Passé le buzz autour du prix Berlinois, il y a de quoi être sacrément séduit par ce que proposent les deux trublions du cinéma français. Effacer l'historique pose un regard sur les humains et leurs rapports aux nouvelles technologies, aux réseaux sociaux, et aux nouveaux maux de notre société. Une histoire qui s’articule autour de trois personnages : trois voisins du même lotissement, dont les relations se sont nouées sur un rond-point pendant le mouvement des Gilets Jaunes. Il y a Marie (Blanche Gardin) qui après une soirée trop arrosée subit un chantage à la sextape. Bertrand (Denis Podalydès), lui, accro aux micro-crédits, tente désespérément de sauver sa fille du harcèlement qu’elle subit à l’école et sur Internet, dont des vidéos tournent.

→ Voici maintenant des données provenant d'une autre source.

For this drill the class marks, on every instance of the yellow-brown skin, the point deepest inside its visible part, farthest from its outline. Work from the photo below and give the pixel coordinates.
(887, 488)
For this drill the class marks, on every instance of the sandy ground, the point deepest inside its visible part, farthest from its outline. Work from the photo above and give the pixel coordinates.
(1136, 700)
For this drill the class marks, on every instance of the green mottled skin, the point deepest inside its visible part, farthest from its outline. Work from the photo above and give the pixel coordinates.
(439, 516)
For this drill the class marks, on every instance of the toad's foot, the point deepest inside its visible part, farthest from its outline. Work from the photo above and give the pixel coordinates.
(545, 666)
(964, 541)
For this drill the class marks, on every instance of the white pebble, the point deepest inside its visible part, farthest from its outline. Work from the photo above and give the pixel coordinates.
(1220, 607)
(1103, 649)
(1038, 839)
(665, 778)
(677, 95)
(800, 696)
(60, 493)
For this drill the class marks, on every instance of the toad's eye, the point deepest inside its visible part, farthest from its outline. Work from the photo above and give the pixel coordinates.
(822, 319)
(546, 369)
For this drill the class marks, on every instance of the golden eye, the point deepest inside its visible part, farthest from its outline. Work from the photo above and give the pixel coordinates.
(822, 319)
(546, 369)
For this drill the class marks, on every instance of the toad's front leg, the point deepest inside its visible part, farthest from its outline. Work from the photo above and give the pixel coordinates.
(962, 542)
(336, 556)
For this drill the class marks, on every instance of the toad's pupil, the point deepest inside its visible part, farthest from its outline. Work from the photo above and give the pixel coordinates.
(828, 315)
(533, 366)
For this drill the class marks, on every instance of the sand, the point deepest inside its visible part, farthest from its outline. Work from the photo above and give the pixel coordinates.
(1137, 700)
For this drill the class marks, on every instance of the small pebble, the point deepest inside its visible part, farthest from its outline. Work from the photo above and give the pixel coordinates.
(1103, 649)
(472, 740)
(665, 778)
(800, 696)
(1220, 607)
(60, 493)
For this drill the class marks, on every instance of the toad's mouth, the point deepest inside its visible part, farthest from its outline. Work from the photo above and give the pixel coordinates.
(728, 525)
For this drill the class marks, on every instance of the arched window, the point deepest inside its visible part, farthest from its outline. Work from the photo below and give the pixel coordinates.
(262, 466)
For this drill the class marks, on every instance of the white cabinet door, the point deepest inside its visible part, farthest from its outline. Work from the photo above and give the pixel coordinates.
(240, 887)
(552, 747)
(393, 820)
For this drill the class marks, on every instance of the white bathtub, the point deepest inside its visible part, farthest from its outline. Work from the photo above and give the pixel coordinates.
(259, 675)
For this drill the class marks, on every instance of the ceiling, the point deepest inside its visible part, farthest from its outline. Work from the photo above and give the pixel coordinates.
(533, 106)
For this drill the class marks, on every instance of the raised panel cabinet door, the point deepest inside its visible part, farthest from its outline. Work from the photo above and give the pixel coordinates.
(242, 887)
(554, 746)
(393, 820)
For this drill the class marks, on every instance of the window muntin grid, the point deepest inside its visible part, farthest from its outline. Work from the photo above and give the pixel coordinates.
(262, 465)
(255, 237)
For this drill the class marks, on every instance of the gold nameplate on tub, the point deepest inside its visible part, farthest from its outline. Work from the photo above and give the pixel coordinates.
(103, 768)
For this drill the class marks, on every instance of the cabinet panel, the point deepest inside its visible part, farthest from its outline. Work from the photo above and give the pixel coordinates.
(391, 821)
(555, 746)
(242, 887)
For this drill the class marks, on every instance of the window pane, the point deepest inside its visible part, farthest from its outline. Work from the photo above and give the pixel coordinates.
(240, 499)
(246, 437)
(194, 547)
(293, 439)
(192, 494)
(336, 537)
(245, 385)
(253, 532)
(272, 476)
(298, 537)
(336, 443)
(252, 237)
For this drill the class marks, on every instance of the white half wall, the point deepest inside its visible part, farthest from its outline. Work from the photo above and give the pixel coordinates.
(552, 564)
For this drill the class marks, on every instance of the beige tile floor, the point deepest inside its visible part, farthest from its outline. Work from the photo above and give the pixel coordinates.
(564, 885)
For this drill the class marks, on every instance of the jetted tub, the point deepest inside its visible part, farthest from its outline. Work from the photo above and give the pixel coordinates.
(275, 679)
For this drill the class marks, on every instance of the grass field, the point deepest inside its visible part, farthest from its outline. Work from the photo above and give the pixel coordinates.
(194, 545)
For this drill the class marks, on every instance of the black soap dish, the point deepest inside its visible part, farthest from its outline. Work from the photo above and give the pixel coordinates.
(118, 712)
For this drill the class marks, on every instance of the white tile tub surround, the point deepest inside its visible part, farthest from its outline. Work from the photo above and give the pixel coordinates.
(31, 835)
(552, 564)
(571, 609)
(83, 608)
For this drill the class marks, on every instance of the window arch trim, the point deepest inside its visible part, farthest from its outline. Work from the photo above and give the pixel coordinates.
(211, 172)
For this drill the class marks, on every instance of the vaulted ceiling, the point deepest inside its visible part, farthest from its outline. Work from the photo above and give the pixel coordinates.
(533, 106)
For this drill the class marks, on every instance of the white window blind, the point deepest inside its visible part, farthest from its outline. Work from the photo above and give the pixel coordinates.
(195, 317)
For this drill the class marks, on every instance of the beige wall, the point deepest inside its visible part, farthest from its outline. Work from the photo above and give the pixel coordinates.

Et enfin il y a Christine (Corinne Masiero), chauffeuse VTC qui se bat inlassablement pour avoir une meilleure notation sur l’application.

Peur d’une vision réac’ ? Que nenni. Par leurs trouvailles scénaristiques, Delépine et Kervern auscultent avec une férocité irrésistible, les crises sociales et politiques émanant du système libéral. Celles poussant de plus en plus à la précarité et à l’impuissance d’un monde qui broie les plus fébriles.

Ironie mordante

Malgré le ton volontairement caricatural, le tour de force d’Effacer l’historique réside dans la justesse du regard politique. Ils s'appuient alors sur un humour décapant. Ils excellent par l’humour du malaise et par le comique de situation, donnant l’opportunité à tous leurs copains d’exprimer leurs génies dans des petites séquences hilarantes : Benoit Poelvoorde, Vincent Lacoste, Bouli Lanners, Vincent Dedienne ou encore Michel Houellebcq s’en donnent à cœur joie. Concernant le trio en tête d’affiche, c’est en alliant une étrange folie à une douceur bienvenue qu’ils donnent à leur partition une saveur particulière. Ils trouvent une place parfaite et singulière dans l’univers de Delépine et Kervern.

On vous rassure, ici rien de plombant ou de misérabiliste. Avec eux, comme toujours, la poésie découle de ces portraits tendres et attachants. Une nouvelle fantaisie gagnante pour un duo de réalisateurs qui ont su préserver, au fil du temps, leur mordant. Et toutes les petites affres de cette société connectée qui en prennent pour leur grade. Les crédits à la consommation, l’ubérisation de la société, l’addiction aux séries, les chantages à la sextape, le harcèlement numérique, le démarchage téléphonique... Rien n'échappe au regard avisé et ironique des réalisateurs français. Et en ces temps troubles, mieux vaut en rire qu’en pleurer.

 

Effacer l'historique de Benoît Delépine et Gustave Kervern, en salle le 26 août 2020. Ci-dessus la bande-annonce. Retrouvez ici toutes nos bandes-annonces.

Conclusion

Note de la rédaction

Avec poésie et un humour décapant, Benoît Delépine et Gustave Kervern poursuivent dans la veine d'un cinéma social aussi drôle que mordant. Leur dixième film est un très bon cru.